«Все время Гамбург. Никогда он не говорит об их действительном прошлом». Ни Ева, ни он в Гамбурге не бывали.
– Мы гуляли вдоль каналов. Помнишь баржу? Черную баржу с собакой? – Пьер продолжал фантазировать. У него было странное выражение лица. – Я тебя держал за руку, но у тебя была тогда другая кожа. Я верил всему, что ты мне говорила. Молчать! – вдруг завопил он. Какое-то мгновение он прислушивался. – Сейчас они придут, – сказал он угрюмо.
Ева вздрогнула.
– Сейчас они придут? Я думала, они никогда больше не придут.
Уже три дня, как Пьер был спокоен: статуи не появлялись.
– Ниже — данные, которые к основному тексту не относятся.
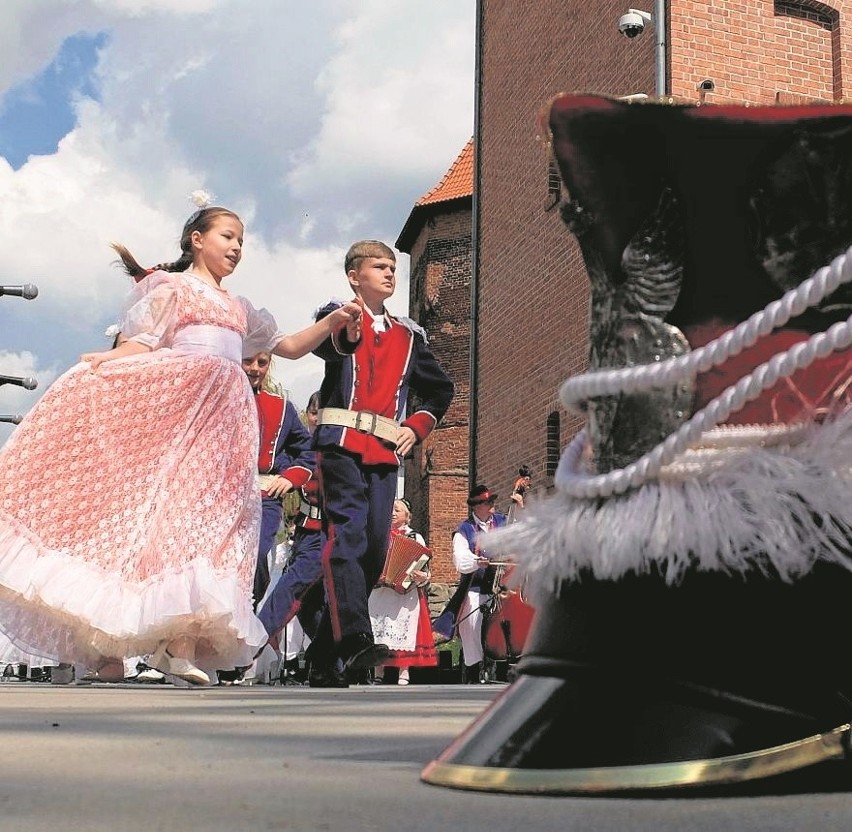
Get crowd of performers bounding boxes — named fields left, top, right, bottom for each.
left=0, top=206, right=524, bottom=687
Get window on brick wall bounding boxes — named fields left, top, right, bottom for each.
left=544, top=410, right=562, bottom=480
left=544, top=160, right=562, bottom=211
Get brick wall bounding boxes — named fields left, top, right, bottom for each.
left=405, top=206, right=471, bottom=584
left=474, top=0, right=654, bottom=500
left=471, top=0, right=852, bottom=500
left=669, top=0, right=852, bottom=104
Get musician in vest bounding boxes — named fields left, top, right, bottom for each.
left=257, top=391, right=324, bottom=670
left=243, top=352, right=315, bottom=607
left=432, top=485, right=506, bottom=684
left=310, top=240, right=453, bottom=686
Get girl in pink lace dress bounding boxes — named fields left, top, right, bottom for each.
left=0, top=208, right=360, bottom=684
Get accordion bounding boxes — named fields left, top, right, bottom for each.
left=376, top=534, right=432, bottom=595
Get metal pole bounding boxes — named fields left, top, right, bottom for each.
left=654, top=0, right=667, bottom=98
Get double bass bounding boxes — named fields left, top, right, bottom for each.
left=482, top=483, right=535, bottom=663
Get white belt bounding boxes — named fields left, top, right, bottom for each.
left=317, top=407, right=399, bottom=446
left=257, top=474, right=279, bottom=491
left=299, top=500, right=322, bottom=520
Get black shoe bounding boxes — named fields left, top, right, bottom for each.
left=345, top=667, right=376, bottom=685
left=308, top=665, right=349, bottom=688
left=339, top=633, right=391, bottom=673
left=464, top=662, right=482, bottom=685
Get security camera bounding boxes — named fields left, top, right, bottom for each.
left=618, top=9, right=654, bottom=40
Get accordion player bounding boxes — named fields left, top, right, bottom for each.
left=376, top=534, right=432, bottom=595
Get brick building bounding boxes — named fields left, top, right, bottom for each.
left=470, top=0, right=852, bottom=500
left=396, top=139, right=473, bottom=584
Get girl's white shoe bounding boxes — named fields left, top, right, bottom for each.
left=151, top=643, right=210, bottom=685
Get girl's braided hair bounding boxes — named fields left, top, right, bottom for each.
left=111, top=206, right=242, bottom=282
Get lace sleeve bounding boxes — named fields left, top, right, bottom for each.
left=237, top=297, right=286, bottom=358
left=120, top=272, right=178, bottom=350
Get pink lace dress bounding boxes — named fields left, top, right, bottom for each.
left=0, top=272, right=282, bottom=669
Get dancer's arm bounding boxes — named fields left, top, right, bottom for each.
left=272, top=301, right=361, bottom=358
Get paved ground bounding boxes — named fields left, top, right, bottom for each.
left=0, top=682, right=852, bottom=832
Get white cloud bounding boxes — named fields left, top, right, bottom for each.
left=0, top=0, right=475, bottom=438
left=0, top=350, right=59, bottom=446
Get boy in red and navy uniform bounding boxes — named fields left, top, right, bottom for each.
left=310, top=240, right=453, bottom=687
left=243, top=352, right=315, bottom=606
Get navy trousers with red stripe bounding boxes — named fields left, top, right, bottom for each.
left=318, top=448, right=398, bottom=641
left=257, top=528, right=324, bottom=640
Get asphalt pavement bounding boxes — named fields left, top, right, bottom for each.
left=0, top=682, right=852, bottom=832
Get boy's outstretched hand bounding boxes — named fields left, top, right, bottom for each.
left=396, top=426, right=417, bottom=456
left=329, top=300, right=362, bottom=342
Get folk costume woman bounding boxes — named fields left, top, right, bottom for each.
left=369, top=500, right=438, bottom=685
left=0, top=200, right=360, bottom=684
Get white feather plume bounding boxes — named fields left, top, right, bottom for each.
left=488, top=411, right=852, bottom=592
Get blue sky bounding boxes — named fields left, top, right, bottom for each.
left=0, top=32, right=107, bottom=170
left=0, top=0, right=475, bottom=443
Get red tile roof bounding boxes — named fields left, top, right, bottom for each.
left=414, top=138, right=473, bottom=207
left=396, top=138, right=473, bottom=253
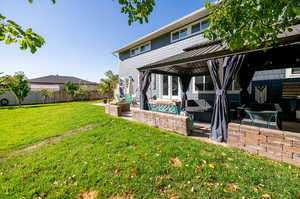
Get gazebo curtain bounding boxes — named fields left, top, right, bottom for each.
left=140, top=70, right=151, bottom=110
left=237, top=64, right=255, bottom=106
left=208, top=55, right=245, bottom=142
left=179, top=75, right=192, bottom=110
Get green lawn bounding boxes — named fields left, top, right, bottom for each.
left=0, top=102, right=300, bottom=199
left=0, top=102, right=100, bottom=157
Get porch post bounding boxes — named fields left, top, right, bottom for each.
left=208, top=55, right=245, bottom=142
left=237, top=64, right=255, bottom=106
left=179, top=75, right=192, bottom=110
left=140, top=70, right=151, bottom=110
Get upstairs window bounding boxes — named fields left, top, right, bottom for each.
left=130, top=48, right=140, bottom=56
left=292, top=68, right=300, bottom=74
left=130, top=42, right=151, bottom=56
left=141, top=43, right=151, bottom=52
left=171, top=19, right=209, bottom=42
left=201, top=20, right=209, bottom=31
left=192, top=23, right=201, bottom=34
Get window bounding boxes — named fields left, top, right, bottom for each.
left=192, top=23, right=201, bottom=34
left=204, top=75, right=215, bottom=91
left=172, top=28, right=188, bottom=41
left=172, top=76, right=179, bottom=96
left=151, top=74, right=156, bottom=90
left=179, top=28, right=187, bottom=38
left=130, top=48, right=139, bottom=56
left=195, top=76, right=204, bottom=91
left=201, top=20, right=209, bottom=31
left=141, top=43, right=151, bottom=52
left=172, top=32, right=179, bottom=41
left=130, top=42, right=151, bottom=56
left=195, top=75, right=214, bottom=91
left=193, top=75, right=240, bottom=92
left=292, top=68, right=300, bottom=74
left=163, top=75, right=169, bottom=96
left=171, top=19, right=209, bottom=42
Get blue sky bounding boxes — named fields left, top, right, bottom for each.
left=0, top=0, right=204, bottom=82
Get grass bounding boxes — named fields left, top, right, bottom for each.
left=0, top=102, right=100, bottom=157
left=0, top=103, right=300, bottom=199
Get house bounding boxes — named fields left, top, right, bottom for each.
left=113, top=8, right=300, bottom=119
left=107, top=5, right=300, bottom=166
left=29, top=75, right=98, bottom=91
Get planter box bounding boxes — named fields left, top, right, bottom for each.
left=105, top=103, right=130, bottom=117
left=131, top=108, right=193, bottom=136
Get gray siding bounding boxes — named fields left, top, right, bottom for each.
left=119, top=34, right=207, bottom=98
left=253, top=69, right=286, bottom=81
Пьер испытывал ужасный страх перед ними, и когда они начинали с жужжанием летать по комнате, Ева опасалась худшего.
– Дай мне зиутру, – сказал Пьер.
Ева встала и взяла зиутру: сочлененные куски картона, которые Пьер склеил сам; он ею пользовался, чтобы заклинать статуи. Зиутра походила на паука. На одном из кусков картона Пьер написал: «Власть над кознями», а на другом: «Черный». На третьем нарисовал смеющееся лицо с прищуренными глазами, – это был Вольтер. Пьер схватил зиутру и стал ее мрачно разглядывать.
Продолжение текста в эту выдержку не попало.